Le parole di Orsolini sul rinnovo
Orsolini esordisce commentando così i tempi lunghi per firmare il rinnovo: “Ci è voluto tanto perché era un contratto lungo, prevedeva tante clausole, bonus: tante situazioni che non erano sistemabili in poco tempo. Ogni volta veniva fuori un cavillo diverso: un giorno una cosa andava bene, il giorno dopo no e quindi se ne doveva riparlare. A livello burocratico non poteva essere una cosa che si chiudeva in cinque minuti. E poi c’erano tempistiche della società da rispettare, c’erano anche altre priorità. Anche l’ultimo rinnovo l’avevo firmato in questo periodo, quindi non capisco tutta questa pressione. Si è creato un caso che non c’era”.
Poi prosegue: “Io non ho detto niente apposta. Sarebbe stato facile fare una banale storia su Instagram e dire ‘stanno uscendo tante cose false…’. Non l’ho volutamente fatto: volevo vedere fino a dove ci si sarebbe spinti”.
Le parole di Orsolini
Successivamente precisa: “Tanti hanno detto che era una questione di soldi: no, i soldi non c’entrano niente. Se avessi voluto dare priorità ai soldi, avrei già salutato tutti l’estate scorsa e sarei andato a prendere dieci sacchi all’anno (in Arabia, ndr). Poi sul rinnovo ho letto certe cifre… cifre che se fossero vere, ti dico ‘ma magari’. Se avessi guardato solo ai soldi – con tutto il rispetto – non sarei rimasto qua. Alcuni giudizi mi hanno fatto rimanere male. Altri, invece, mi hanno fatto ridere. Come quelli che hanno detto: ‘Orso non lo vuole nessuno’. Che poi ovviamente non era vero…”.

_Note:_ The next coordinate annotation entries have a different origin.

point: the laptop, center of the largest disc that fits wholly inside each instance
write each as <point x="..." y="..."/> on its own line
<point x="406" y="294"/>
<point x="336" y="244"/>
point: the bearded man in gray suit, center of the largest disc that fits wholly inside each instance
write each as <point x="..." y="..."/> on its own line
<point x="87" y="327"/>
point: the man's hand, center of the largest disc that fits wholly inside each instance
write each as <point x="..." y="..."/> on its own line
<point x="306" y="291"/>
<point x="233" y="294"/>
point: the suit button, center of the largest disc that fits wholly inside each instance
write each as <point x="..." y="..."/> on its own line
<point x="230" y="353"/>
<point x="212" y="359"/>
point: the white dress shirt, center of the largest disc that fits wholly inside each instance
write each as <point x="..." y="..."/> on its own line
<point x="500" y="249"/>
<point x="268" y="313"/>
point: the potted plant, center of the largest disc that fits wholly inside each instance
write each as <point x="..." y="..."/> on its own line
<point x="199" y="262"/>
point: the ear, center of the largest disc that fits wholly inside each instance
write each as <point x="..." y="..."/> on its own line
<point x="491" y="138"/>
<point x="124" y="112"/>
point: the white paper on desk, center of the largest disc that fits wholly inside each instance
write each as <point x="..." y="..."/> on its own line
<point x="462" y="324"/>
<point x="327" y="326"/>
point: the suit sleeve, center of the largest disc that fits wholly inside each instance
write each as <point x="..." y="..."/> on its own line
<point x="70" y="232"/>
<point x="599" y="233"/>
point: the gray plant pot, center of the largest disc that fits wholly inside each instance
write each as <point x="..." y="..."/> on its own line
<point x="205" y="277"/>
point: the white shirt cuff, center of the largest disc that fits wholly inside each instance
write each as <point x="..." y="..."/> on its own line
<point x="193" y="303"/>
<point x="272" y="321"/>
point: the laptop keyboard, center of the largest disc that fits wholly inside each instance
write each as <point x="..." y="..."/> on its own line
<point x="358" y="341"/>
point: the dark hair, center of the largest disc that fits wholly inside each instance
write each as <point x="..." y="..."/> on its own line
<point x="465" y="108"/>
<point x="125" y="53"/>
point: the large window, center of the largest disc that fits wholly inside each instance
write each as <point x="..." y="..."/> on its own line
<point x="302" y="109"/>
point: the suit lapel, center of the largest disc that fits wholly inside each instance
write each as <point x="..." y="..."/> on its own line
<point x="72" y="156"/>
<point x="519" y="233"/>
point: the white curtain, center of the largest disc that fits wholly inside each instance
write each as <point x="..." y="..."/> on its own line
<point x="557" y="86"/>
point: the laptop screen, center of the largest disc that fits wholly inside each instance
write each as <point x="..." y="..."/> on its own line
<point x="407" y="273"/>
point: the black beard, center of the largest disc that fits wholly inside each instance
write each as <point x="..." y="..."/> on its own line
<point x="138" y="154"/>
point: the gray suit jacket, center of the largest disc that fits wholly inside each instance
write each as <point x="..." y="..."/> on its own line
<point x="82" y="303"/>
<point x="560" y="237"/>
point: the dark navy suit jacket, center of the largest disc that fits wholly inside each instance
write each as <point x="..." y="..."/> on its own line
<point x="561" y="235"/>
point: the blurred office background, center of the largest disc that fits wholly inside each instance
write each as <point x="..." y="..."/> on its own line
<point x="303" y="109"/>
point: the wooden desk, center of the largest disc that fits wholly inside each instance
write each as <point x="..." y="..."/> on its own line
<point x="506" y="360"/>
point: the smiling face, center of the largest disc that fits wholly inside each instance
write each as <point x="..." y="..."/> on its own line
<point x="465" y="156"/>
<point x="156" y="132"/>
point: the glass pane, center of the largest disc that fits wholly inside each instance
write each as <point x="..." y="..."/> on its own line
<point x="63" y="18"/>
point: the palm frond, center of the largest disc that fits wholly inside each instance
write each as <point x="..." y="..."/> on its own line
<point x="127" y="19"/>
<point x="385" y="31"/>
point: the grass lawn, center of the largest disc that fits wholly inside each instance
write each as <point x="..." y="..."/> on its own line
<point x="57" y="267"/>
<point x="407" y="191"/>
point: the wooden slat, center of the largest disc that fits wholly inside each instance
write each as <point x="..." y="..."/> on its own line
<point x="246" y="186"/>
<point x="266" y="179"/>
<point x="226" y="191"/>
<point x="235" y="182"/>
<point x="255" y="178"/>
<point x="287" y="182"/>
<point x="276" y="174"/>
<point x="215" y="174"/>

In seguito ammette di aver ricevuto altre proposte: “Se c’erano altre offerte? Sì, da quei campionati dove ti coprono d’oro, ma non solo: anche dall’Italia, devo essere onesto. Persino poco prima di firmare mi hanno chiamato club di A dicendomi: ‘Aspetta, ripensaci’. Sarebbe stato facile magari fare l’ultimo anno qua e poi andare via a zero. Squadre che offrivano l’Europa? Non lo so, non ricordo (ride, ndr)”.
Infine chiosa sulla scelta di rimanere a Bologna: “Il club e la città hanno sempre avuto la precedenza. E’ una scelta di vita. Bologna è una seconda casa, il posto che mi ha permesso di crescere e diventare il calciatore e la persona che sono oggi. Qua negli ultimi anni si può esprimere calcio meglio che in altre piazze. Andare a fare uno dei tanti da un’altra parte non mi interessava”.